Methods: A dataset of 777 images from suturing videos on synthetic pads was collected and annotated, capturing six distinct classes: "needle_driver_closed," "needle_driver_open," "needle_pre_wound," "needle_within_wound," "needle_post_wound," and "wound." The dataset was divided into five folds for cross-validation. A YOLOv5 model was trained on each fold, with performance metrics such as precision, recall, mean Average Precision (mAP) at Intersection over Union (IoU) threshold 0.5 (mAP@50), and mAP across IoU thresholds from 0.5 to 0.95 (mAP@50-95) calculated to assess the model's performance.
Results: The YOLOv5 model demonstrated high performance across all folds, indicating its robustness and reliability in detecting and classifying needle and needle driver states in suturing training. The average precision across all folds was 0.9536, while the average recall was 0.9549. The mean Average Precision at an IoU threshold of 0.5 (mAP@50) was particularly high, averaging 0.9699 across all folds, suggesting that the model has a high level of accuracy in detecting the presence of the objects. The mAP across IoU thresholds from 0.5 to 0.95 (mAP@50-95) averaged 0.6572, demonstrating the model's effectiveness in accurately localizing and classifying objects with varying levels of overlap.
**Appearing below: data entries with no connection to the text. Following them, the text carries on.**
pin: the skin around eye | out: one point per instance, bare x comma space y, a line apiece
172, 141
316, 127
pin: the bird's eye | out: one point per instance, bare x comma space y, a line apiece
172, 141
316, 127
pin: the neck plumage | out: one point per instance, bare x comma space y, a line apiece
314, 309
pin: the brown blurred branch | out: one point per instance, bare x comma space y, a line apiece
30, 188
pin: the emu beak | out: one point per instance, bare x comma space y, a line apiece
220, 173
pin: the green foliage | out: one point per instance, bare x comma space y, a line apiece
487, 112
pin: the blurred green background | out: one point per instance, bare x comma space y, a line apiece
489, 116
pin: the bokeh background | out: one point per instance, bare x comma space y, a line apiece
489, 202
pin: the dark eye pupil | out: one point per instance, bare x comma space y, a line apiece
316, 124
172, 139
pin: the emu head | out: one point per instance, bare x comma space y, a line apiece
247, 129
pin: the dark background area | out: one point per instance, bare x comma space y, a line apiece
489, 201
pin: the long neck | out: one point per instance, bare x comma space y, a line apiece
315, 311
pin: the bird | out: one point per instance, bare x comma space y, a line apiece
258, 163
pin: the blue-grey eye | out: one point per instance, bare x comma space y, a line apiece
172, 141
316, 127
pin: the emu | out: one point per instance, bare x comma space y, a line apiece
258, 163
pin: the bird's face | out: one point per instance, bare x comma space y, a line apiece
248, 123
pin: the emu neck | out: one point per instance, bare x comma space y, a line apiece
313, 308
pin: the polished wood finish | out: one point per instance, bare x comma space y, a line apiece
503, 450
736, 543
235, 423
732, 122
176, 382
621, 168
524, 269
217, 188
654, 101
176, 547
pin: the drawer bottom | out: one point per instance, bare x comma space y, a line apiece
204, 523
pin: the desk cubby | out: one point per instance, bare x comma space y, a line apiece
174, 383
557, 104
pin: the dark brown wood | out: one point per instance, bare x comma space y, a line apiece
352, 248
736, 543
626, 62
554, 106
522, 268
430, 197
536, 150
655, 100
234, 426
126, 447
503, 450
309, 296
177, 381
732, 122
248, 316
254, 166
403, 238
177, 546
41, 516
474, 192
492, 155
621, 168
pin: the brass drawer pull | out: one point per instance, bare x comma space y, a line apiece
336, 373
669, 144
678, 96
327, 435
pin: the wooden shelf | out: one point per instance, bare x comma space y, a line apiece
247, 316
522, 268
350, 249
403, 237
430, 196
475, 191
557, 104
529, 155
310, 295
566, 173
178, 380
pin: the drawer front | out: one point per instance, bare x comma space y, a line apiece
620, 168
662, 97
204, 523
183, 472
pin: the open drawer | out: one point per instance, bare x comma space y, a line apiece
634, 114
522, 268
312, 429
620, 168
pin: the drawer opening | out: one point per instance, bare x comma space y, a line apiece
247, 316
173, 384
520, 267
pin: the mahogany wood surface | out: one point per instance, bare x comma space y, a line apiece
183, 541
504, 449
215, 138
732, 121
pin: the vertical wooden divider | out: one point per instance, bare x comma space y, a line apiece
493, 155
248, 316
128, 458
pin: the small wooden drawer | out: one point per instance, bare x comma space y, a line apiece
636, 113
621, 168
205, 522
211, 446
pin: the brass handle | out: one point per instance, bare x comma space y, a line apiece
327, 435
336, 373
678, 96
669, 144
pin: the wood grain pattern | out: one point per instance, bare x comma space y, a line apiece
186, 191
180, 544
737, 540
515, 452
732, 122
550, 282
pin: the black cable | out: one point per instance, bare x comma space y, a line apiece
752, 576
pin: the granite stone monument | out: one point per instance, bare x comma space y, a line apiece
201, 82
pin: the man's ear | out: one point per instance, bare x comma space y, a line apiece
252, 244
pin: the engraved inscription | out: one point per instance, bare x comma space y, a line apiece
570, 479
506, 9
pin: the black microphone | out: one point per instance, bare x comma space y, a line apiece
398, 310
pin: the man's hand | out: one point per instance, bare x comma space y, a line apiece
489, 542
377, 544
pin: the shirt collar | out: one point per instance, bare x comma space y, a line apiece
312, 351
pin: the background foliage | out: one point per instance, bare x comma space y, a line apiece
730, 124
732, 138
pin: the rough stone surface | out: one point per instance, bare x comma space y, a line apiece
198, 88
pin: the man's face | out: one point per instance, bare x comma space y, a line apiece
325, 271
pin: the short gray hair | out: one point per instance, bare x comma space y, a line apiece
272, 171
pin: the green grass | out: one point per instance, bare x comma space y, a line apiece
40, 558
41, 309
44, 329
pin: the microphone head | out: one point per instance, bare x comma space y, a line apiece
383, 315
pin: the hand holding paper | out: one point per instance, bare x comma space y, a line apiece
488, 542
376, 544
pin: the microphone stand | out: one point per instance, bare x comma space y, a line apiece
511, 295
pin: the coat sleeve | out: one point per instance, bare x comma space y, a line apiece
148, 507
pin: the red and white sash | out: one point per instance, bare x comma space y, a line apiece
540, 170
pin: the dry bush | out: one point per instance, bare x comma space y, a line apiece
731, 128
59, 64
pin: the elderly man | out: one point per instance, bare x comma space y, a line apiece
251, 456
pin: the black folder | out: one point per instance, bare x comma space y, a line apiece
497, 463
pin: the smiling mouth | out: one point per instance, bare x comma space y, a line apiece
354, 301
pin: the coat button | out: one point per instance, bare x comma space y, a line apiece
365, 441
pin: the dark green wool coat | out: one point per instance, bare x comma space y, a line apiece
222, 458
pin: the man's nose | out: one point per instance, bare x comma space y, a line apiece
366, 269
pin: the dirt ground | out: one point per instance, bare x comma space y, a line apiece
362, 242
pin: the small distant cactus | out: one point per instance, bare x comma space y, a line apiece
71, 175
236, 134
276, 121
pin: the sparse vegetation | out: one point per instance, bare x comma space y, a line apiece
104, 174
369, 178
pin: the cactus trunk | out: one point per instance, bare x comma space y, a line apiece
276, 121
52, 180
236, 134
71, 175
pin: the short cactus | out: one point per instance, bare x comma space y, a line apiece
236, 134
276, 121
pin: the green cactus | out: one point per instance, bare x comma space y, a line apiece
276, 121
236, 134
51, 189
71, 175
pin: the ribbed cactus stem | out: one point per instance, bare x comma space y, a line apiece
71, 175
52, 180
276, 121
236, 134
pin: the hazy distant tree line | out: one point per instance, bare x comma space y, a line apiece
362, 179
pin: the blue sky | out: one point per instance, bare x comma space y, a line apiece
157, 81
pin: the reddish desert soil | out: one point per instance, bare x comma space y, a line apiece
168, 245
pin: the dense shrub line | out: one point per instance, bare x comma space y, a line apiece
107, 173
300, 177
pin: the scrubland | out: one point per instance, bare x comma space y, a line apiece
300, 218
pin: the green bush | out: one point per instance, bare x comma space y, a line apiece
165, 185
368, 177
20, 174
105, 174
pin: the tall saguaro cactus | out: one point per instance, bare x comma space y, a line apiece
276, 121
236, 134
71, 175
Conclusion: The YOLOv5-based model provides robust and accurate detection and classification of needle and needle driver states in suturing training. The high precision and recall across multiple classes highlight the model's effectiveness and potential for integration into surgical education programs. This model can be used to enhance technical skill acquisition by providing detailed feedback on instrument handling, ultimately improving students' suturing techniques and overall surgical outcomes. Future steps for the project include testing newer YOLO models with hyperparameter optimization, isolating video segments in time and space from larger videos , and implementing a user-friendly tool for surgical trainees.